- Born: November 19, 1942
- Died: October 17, 2019 (aged 76)

= William Timberlake =

Ethological psychologist

William D. Timberlake (19 November 1942 – 17 October 2019) was a psychologist and animal behavior scientist. His work included behavioral economics, contrast effects, spatial cognition, adjunctive behavior, time horizons, and circadian entrainment of feeding and drug use. He is best known for his theoretical work: Behavior Systems Theory and the Disequilibrium Theory of reinforcement.

== Education and Career ==
Timberlake earned his PhD in experimental psychology at University of Michigan in 1969 under the supervision of David Birch. He joined the Indiana University psychology faculty
 the same year, where he remained for the rest of his career, becoming adjunct member of the biology department, and member of the cognitive science programme.

Timberlake was the key mover behind the establishment of the interdepartmental animal behavior programme and Center for the Integrative Study of Animal Behavior (CISAB) at Indiana University (co-founded with biologist Ellen Ketterson). CISAB is a cross-disciplinary research and training unit designed to engender cross-disciplinary cooperation, for which its independence from any department was considered important. The animal behavior programme was among the world's first academic entities to issue degrees specifically in animal behavior.

Timberlake established (with co-chair, James Holland) an ethics committee to oversee animal research on the Bloomington campus (the ancestor of today's BIACUC, Bloomington Institutional Animal Use and Care Committee). Timberlake also established research ethics courses and assured that they remained a part of core curricula of the animal behaviour programme at Indiana University. He served on the Campus Committee on Teaching Ethics in Science from 1989, then on the Board of Fellows of the Poynter Center for the Study of Ethics from 1993.

Timberlake coined the term theriomorphic. A theriomorphic approach is species-centred, one that is based on an explicit model of the animal studied.

=== Behaviour systems ===
Timberlake's behaviour systems approach rejects the separation of functional capacities, such as learning, from the particulars of performance, and begins by modelling performance in a given species and environment.
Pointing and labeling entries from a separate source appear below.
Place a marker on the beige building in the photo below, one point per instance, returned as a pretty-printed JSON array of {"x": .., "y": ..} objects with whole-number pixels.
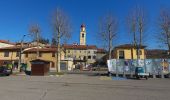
[
  {"x": 11, "y": 55},
  {"x": 4, "y": 43},
  {"x": 81, "y": 54},
  {"x": 128, "y": 51}
]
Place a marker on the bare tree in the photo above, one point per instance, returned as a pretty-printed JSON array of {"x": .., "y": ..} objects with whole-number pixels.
[
  {"x": 164, "y": 27},
  {"x": 35, "y": 33},
  {"x": 108, "y": 27},
  {"x": 61, "y": 32},
  {"x": 136, "y": 23}
]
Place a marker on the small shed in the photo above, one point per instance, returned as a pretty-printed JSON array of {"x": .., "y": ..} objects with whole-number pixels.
[{"x": 39, "y": 67}]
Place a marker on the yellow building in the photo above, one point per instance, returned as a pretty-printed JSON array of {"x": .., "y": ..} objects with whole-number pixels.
[
  {"x": 128, "y": 51},
  {"x": 81, "y": 54},
  {"x": 82, "y": 35},
  {"x": 47, "y": 54},
  {"x": 11, "y": 55}
]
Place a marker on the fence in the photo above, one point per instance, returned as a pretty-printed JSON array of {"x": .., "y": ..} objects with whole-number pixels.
[{"x": 152, "y": 66}]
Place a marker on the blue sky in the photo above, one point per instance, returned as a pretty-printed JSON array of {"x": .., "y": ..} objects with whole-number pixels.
[{"x": 17, "y": 15}]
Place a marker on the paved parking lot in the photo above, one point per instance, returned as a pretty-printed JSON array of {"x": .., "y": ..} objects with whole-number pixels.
[{"x": 81, "y": 87}]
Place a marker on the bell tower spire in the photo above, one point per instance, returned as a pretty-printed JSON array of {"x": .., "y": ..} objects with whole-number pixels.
[{"x": 82, "y": 35}]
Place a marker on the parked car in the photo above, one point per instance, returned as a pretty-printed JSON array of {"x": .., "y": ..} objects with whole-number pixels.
[
  {"x": 4, "y": 71},
  {"x": 140, "y": 73}
]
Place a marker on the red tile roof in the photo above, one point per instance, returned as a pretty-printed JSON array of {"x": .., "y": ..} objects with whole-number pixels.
[
  {"x": 101, "y": 50},
  {"x": 7, "y": 42},
  {"x": 41, "y": 50},
  {"x": 10, "y": 48},
  {"x": 70, "y": 46}
]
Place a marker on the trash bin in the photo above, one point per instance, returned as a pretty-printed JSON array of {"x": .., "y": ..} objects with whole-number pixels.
[
  {"x": 23, "y": 67},
  {"x": 39, "y": 67}
]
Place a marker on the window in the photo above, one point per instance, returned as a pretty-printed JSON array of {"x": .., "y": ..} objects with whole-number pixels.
[
  {"x": 26, "y": 55},
  {"x": 53, "y": 54},
  {"x": 40, "y": 54},
  {"x": 121, "y": 55},
  {"x": 6, "y": 54},
  {"x": 68, "y": 56},
  {"x": 94, "y": 57},
  {"x": 84, "y": 58},
  {"x": 82, "y": 35},
  {"x": 140, "y": 52},
  {"x": 17, "y": 54}
]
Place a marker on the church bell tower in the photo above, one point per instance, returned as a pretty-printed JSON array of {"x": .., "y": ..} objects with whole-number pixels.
[{"x": 82, "y": 35}]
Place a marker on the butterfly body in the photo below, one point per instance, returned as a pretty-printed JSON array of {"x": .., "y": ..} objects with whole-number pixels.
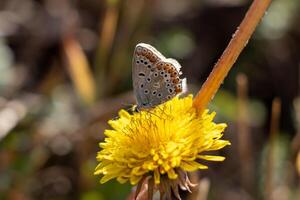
[{"x": 155, "y": 78}]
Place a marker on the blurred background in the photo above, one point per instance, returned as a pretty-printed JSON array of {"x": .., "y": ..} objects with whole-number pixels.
[{"x": 65, "y": 69}]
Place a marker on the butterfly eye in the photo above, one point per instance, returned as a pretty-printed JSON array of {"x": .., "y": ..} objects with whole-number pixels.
[
  {"x": 153, "y": 58},
  {"x": 159, "y": 66}
]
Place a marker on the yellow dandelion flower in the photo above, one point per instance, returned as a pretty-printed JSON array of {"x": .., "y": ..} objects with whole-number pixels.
[{"x": 164, "y": 142}]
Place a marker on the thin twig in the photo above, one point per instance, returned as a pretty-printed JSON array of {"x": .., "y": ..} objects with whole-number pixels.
[{"x": 231, "y": 53}]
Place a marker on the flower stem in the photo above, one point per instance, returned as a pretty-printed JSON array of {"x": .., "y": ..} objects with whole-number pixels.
[{"x": 231, "y": 53}]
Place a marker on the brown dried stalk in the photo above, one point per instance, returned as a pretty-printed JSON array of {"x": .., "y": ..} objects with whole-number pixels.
[{"x": 231, "y": 53}]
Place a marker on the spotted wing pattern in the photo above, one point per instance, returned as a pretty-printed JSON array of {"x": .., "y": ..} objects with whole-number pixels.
[{"x": 156, "y": 79}]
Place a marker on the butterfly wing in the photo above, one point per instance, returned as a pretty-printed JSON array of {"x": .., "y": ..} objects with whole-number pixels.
[{"x": 155, "y": 78}]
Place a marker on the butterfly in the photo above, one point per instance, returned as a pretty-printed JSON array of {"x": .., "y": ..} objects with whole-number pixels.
[{"x": 156, "y": 79}]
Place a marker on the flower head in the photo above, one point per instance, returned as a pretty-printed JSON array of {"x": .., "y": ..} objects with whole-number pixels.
[{"x": 162, "y": 143}]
The resultant model is then used to frame an understanding of the focal construct in a specific context.

=== Disequilibrium theory ===
Timberlake's disequilibrium approach to reinforcement (also known as: behaviour regulation theory, response deprivation theory, molar equilibrium theory, and disequilibrium theory) resituates the locus of behaviour change from a response strengthening power of particular environmental stimuli envisioned in mainstream views, like food, to constrained activities, like eating. Reinforcement is attributed to the animal's correcting deficits in relative activity rates.

== Legacy ==
Timberlake's work continues to be highly influential. His work features in multiple chapters of field textbooks (e.g. Domjan's "Principles of learning and behavior"; Sara Shettleworth's "Cognition, evolution, and behavior"). Timberlake's scientific contributions have been recognised with awards, including the Pavlovian Society's Research Award. He served on the editorial boards of all the field's major journals. Timberlake was a fellow of the American Association for the Advancement of Science, was a fellow and held multiple offices of three APA (American Psychological Association) divisions, and served as president of APA's Division 6. In 2019, a special issue of Behavioural Processes dedicated to Timberlake's influence was published.